For a Latin American student, education serves a significant role in accessing several social inclusion sectors. Further, through education, minority group students, and the entire population, accesses a protective factor against rights violation that accompanies many transit processes from one level in life to another. However, in the U.S., access to services and educational experiences is limited to minority groups (Goyette, 2017). The education universalism concept in the country is reflected only in the lives of Caucasians, with the government placing specific obstacles to minority group students to gain access to the equal right to education for all.
The disparities faced by Latin American students in the U.S. are attributed to several factors, among them family wealth, school choice, government policies, implicit bias towards a student’s ethnicity or race, and parenting style. Additionally, through these factors, the number of challenges a Latin American student faces broadens by considering the availability of resources, income inequality, and an increase in the prison population (Rycroft and Kinsley, 2021). White supremacy within the curriculum continuously ensures the underrepresentation of minority groups within the population. The curriculum has been structured to guarantee what is referred to as a master narrative that reaffirms and advances the dominance of white students against other races (Rycroft and Kinsley, 2021). The curriculum structure is centered on the experiences and achievements of whites while consistently omitting, distorting, and simplifying encounters by Latin and African Americans.
Based on the inequality, the beliefs lives, and opportunities Latinos face in the U.S. are equally unequal. On average, Latin American students have been subject to lower academic skills, receive fewer degrees than their white counterparts, are economically disadvantaged, and experience high school dropouts (Goyette, 2017). Additionally, the college completion rates are low, with a majority of the Latin students having difficulty with teacher-learner communication. Underpinned within the curriculum structure, which values Caucasians’ confrontation and competition, different upbringing becomes a subject of lack of comfort, absence and confusion by the tenets that govern learning in the country.
Changing the lives, beliefs, and opportunities faced by the Latin American student and the entire population means modifying the curriculum structure. One major modification would be to ensure white American values associated with confrontation and competition are altered to include an all-around system that values other students’ upbringing. The outcome of such changes would translate to an all-race inclusion, which minimizes possibility of confusion and the lack of comfort. Moreover, standardized English in the curriculum will also ensure the number of school dropouts among Latin American students decreases. With such a decline, the levels of college completion will increase, translating to more employment opportunities for Latin American learners.

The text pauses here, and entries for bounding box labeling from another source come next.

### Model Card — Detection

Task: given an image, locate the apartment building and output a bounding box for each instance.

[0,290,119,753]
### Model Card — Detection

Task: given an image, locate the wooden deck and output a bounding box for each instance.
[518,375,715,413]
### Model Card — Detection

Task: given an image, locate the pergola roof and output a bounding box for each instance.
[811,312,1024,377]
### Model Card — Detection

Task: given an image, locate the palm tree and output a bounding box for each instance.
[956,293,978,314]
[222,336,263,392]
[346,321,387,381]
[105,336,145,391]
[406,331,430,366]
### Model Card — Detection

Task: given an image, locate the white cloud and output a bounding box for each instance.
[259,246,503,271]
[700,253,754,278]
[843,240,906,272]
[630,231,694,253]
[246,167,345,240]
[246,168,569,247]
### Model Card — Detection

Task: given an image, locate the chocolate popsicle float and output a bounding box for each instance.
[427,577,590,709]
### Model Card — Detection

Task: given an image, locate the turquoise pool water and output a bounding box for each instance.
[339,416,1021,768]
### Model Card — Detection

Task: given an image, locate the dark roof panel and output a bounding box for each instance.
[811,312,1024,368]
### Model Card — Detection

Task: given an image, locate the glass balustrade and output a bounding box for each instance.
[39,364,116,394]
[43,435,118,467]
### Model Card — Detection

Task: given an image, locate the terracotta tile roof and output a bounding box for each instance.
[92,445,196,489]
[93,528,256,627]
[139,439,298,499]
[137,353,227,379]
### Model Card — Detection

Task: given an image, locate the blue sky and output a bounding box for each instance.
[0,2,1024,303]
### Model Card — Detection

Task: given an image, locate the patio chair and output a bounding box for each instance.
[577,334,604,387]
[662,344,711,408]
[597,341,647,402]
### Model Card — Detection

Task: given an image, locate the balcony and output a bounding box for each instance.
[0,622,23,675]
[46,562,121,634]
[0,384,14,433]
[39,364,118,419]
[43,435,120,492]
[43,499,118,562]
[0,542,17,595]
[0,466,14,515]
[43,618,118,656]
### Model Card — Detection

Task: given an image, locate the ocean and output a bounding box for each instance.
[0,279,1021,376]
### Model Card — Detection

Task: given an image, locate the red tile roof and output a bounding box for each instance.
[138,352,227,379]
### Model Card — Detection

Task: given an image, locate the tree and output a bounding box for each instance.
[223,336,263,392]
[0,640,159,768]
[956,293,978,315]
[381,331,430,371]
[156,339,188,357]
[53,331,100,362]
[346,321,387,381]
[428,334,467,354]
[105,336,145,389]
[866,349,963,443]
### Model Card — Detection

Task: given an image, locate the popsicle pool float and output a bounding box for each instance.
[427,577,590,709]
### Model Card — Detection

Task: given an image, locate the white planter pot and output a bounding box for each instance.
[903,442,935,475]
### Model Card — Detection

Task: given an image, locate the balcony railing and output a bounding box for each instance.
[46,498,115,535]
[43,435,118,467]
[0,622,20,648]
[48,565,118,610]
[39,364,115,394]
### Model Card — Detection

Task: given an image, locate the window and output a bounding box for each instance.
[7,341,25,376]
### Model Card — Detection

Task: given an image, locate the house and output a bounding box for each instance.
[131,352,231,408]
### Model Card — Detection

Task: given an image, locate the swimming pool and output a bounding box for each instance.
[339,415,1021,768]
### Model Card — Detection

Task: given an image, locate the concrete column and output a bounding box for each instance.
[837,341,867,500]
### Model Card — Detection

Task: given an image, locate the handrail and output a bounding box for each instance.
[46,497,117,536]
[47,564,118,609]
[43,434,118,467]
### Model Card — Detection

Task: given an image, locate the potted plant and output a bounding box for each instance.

A change in the master narrative will mean the curriculum will eliminate the racial message in school teaching, and students will no longer be lynched based on race or ethnicity. The levels of racial representation within the schools will also be changed, meaning equal opportunities for all students. Moreover, with the change in the master narrative, the syllabus will make learning include cultures of every race, not just the white American and the European. History, as it is known, will be changed by including the accounts, perspectives, and accomplishments of other ethnicities and races within the syllabus. When such considerations are made, the curriculum structure will be centered on white achievements, and no more will other experiences be distorted, omitted, or simplified.
Goyette, K. A. (2017). Education in America. Berkeley University of California Press.
Rycroft, R. S., & Kinsley, K. L. (2021). Inequality in America: Causes and consequences. ABC CLIO, LLC.